The Agency of Coney’s Telephone is a playful invitation into a communal online space, says Robert Reid
The Agency of Coney has been a playful shadowy presence in British theatre and live art communities since the mid 2000s. Probably best known for their participatory theatre events such as A Small Town Anywhere, A Cat Escapes and Remote, the company has also presented the more intimate explorations of playful performance created by company director and founder Tassos Stevens.
The first of these I saw was Jimmy Stewart, when Stevens was in Melbourne in the early 2010s. I remember sitting in a boots upstairs at a city bar on a Monday night, listing to Stephens tell a rambling and surreal tale of an anthropologist from Mars named Jimmy Stewart, who stumbled from one misadventure to another in search of connection.
I remember the gentle inclusions of the audience: invitations to imagine ourselves in a particular scene, or to write notes that might be shared at a later stage, as well as kind of randomization in how the narrative was ordered, a process in which the audience might have been involved.
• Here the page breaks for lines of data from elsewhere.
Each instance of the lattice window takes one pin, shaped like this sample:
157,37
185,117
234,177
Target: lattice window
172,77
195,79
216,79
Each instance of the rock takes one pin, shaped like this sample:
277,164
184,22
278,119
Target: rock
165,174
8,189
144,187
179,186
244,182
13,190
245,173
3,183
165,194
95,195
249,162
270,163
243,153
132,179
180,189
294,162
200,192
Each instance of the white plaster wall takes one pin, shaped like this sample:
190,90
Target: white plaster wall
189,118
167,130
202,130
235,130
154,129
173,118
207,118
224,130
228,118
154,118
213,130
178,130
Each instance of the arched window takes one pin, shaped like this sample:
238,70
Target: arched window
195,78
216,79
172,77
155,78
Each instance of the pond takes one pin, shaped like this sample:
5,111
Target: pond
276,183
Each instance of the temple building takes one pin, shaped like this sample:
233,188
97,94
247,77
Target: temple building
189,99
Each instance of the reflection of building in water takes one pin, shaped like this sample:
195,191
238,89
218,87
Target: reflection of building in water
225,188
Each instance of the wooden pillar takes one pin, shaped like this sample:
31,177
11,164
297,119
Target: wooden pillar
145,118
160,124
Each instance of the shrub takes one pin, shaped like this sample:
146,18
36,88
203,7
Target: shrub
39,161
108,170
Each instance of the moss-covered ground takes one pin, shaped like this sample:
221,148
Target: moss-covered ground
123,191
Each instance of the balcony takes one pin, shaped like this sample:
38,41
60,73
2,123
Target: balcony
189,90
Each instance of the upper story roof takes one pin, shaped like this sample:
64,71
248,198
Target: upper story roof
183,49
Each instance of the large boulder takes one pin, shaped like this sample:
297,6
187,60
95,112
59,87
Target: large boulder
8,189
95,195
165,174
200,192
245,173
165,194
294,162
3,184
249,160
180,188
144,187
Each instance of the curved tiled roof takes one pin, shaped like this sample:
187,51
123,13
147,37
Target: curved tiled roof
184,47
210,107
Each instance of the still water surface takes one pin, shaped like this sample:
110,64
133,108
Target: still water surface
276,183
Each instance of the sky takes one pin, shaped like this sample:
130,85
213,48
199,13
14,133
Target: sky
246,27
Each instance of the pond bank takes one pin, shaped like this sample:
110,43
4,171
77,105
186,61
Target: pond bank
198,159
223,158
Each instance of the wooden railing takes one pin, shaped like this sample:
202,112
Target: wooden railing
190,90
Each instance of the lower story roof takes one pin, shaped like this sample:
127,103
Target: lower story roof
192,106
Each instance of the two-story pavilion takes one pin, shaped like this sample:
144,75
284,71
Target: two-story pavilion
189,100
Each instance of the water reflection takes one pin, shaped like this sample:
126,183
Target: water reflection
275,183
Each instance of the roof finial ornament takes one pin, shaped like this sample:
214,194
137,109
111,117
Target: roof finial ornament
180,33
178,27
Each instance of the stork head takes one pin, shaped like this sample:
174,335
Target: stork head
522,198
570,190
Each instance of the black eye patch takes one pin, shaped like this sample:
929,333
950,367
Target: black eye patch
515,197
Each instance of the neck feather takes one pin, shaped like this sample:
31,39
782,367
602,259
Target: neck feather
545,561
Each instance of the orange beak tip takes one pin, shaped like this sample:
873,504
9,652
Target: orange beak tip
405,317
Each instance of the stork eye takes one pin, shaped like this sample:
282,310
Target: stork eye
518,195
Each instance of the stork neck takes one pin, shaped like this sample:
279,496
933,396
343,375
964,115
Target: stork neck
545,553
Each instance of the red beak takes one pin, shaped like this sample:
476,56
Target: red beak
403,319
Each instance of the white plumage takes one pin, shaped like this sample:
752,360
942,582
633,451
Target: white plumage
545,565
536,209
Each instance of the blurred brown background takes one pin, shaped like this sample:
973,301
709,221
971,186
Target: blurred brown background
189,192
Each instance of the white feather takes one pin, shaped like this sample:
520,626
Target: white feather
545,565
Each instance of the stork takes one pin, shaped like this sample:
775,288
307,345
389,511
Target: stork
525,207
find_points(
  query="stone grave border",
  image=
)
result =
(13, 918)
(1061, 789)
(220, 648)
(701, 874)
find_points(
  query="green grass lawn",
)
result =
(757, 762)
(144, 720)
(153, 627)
I might be wrong about a lot of this – it feels like a lifetime ago – but I’d love more detail, if anybody remembers that show better than me.
Telephone follows similar lines of inquiry, but this time it’s conducted in the shared conceptual space of Zoom. Again, it is a solo work, with Stevens, who is sitting at a laptop – I’m guessing in the Coney offices in London – interacting with people dotted all over the world, from Kent to Edinburgh, Ljubljana to new New York. Everyone watches from their own rooms, a tessellation of faces.
Stevens invokes the thinnest veil of character in the role of the Operator who connects your call, as he conducts the business of the event and shepherdw us through it – running the exchange, rather than playing the role of an operator. We make calls by raising our hands in the view of the camera to get the operator’s attention and choosing any number of a list of Coney-related phone numbers, give our own phone number – a random set of numbers and letters generated by the simplest of magic coincidence games – and ask to be connected to one of the numbers in the Coney phone book. Stevens then connects the call, by telling us that’s what he’s doing, and reads a prerecorded message, which is a factoid about the telephone or a memory or thought about telecommunications.
I’m not convinced it’s purely random, as the dramaturgical structure of the event seems too satisfyingly to start and end with the same narrative and to place the participation parts of the night in the moments when we need to be shown how to play the game. It feels as if there are tent pegs of dramaturgy holding up a more randomizable canvas of play.
I don’t make any of the calls and I skip out of the interval/act two, where everyone shares drinks and stories about our experiences with telephones or anything else that we decide to talk about. It’s evening on that side of the world, so for them drinks and Zoom is much more relaxed and chatty than it is for me, with a mug of coffee and a grey dawn creeping in.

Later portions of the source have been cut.